AMB works well. It will render out a book for 80-column displays. It allows for hyperlinks, so one can have a table of contents and links to next or previous chapters.

Last year, I even wrote a script to parse my Shanty markup language into the even simpler AMB markup language, so producing ebooks for AMB would be a snap.

I was curious about going one step beyond: what if AMB could be ported onto a really old computer, like the Apple II?

AMB is written in C, so the port would involve compiling the C source code into the Apple II’s 6502 Assembly language. Fortunately, there is a compiler, CC65, meant for doing just that.

I reached out for some help on this, just to see if this was even doable. A very nice retired developer, who had written Z80 Assembly programs in the day, offered his advice to me.

This very helpful gentleman told me it would not really work. You see, CC65 could absolutely compile AMB down to 6502 Assembly, that part wasn’t the problem. The problem is that as a program, AMB requires at least 64K of RAM, which is the entire memory capacity of my Apple II+. A 64K RAM footprint is insanely, microscopically tiny by today’s standards, but it would completely max out the Apple II+. (The Apple IIe, the top of the line, had a maximum of 128 K of RAM)

Then there are some real limitations on storage. The Apple II’s Disk II drive used 5 1/4 floppy disks, which could hold 140 kilobytes. 140K equals roughly {{https://www.themeasureofthings.com/results.php?comp=data&unit=kb&amt=140||sixty pages of text, not a very long book. (To be fair, I don’t think anyone would want to read even sixty pages on an Apple II).
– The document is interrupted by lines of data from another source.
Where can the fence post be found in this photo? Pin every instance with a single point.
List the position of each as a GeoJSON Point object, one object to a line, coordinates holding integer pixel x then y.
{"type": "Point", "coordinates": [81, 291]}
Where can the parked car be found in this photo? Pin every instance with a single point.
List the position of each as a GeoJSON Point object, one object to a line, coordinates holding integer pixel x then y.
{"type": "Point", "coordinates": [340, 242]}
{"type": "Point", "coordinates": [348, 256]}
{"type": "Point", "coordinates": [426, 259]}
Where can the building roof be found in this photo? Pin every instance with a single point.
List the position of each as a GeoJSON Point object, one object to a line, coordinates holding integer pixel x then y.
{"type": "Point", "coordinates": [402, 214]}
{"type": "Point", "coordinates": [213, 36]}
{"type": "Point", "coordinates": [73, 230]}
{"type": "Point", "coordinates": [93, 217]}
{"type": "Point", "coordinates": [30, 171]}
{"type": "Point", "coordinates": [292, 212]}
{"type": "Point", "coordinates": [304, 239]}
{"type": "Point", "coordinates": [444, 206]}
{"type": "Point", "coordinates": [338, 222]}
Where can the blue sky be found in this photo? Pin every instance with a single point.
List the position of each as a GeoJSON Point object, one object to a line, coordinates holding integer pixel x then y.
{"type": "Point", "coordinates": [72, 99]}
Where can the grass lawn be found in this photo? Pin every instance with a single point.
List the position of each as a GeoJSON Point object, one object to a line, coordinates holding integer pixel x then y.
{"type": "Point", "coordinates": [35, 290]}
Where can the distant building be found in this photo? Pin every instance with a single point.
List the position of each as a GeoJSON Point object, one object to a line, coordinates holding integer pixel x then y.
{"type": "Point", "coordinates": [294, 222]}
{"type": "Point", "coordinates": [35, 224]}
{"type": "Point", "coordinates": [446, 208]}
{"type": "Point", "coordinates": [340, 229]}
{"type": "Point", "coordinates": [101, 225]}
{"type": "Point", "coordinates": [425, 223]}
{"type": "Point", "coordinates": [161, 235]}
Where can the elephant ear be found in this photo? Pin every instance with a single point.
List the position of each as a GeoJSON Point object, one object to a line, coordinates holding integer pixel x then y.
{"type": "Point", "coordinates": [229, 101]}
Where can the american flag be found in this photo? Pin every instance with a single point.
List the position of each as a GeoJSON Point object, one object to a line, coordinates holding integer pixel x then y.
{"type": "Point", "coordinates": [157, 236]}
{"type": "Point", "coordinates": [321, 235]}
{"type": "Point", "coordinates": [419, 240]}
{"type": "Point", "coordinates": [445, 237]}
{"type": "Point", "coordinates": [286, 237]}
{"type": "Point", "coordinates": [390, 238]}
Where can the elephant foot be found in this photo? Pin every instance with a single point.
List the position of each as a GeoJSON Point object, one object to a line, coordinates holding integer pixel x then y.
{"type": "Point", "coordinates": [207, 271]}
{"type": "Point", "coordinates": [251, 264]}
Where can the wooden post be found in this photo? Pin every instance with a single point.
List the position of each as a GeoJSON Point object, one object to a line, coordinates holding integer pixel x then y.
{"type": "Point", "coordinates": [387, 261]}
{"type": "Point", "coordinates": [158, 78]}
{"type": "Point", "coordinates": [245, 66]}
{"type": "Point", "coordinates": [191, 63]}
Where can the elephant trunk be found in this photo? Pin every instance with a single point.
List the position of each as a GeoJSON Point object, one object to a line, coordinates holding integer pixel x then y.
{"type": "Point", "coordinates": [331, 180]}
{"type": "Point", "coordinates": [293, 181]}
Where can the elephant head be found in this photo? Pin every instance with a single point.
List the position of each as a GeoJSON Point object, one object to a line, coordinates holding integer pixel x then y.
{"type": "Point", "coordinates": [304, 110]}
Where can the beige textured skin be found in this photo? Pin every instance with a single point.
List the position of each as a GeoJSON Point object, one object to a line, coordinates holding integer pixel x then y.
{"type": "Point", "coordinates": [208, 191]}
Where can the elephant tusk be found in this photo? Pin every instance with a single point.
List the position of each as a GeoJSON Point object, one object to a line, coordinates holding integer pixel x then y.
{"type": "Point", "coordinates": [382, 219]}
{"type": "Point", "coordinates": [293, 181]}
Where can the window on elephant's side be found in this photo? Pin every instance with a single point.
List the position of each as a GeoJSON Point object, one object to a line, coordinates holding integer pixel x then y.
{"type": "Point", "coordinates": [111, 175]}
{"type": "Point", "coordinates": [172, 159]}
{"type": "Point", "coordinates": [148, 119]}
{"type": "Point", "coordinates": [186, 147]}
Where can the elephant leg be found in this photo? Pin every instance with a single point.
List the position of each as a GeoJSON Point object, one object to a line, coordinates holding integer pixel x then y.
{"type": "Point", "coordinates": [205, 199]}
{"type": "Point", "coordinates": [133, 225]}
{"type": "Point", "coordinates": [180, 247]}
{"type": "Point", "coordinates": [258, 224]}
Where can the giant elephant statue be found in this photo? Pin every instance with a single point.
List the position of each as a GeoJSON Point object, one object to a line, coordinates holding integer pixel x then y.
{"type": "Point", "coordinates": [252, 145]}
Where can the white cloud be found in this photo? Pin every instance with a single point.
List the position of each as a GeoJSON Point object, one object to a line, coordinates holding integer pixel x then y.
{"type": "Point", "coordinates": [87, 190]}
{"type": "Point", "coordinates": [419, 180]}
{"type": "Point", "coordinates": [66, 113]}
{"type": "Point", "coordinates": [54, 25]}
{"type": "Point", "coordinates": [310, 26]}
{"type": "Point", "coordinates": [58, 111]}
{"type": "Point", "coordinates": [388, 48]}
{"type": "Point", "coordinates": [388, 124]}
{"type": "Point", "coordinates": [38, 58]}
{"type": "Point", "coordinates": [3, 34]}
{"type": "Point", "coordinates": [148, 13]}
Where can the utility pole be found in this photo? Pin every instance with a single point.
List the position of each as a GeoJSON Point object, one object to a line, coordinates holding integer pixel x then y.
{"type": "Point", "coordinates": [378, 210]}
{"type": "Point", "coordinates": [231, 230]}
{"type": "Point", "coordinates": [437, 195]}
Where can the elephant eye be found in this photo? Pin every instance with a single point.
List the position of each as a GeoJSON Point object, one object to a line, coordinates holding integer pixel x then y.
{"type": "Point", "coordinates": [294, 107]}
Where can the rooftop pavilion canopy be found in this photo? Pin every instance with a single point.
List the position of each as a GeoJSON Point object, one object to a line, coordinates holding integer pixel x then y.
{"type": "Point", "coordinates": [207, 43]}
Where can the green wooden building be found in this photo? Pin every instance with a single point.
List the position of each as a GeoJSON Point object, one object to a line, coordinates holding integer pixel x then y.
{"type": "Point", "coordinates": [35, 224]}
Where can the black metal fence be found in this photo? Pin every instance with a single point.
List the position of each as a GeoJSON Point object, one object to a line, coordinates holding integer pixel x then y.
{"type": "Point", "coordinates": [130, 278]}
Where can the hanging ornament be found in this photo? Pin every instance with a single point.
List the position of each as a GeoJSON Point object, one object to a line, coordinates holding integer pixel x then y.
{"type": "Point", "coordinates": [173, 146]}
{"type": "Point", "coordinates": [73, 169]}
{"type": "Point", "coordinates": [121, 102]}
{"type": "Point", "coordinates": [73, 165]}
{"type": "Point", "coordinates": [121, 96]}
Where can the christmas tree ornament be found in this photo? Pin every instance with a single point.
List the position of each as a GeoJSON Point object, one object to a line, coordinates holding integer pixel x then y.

Verdict: A fun idea, but not one I’ll be pursuing seriously for now. I can imagine a very simple BASIC program where the text of a book is stored in an array, and you’d have controls to cycle through the pages. That’s not too far from how text-based adventure games worked back then. You could call it PMB: Primeval Machine Book.

For now, I’m working very hard on Version 5 of Nantucket E-Books. AMB will be a part of that, although my focus is on EPUB, physical books, and the best browser-based books you’ve ever seen.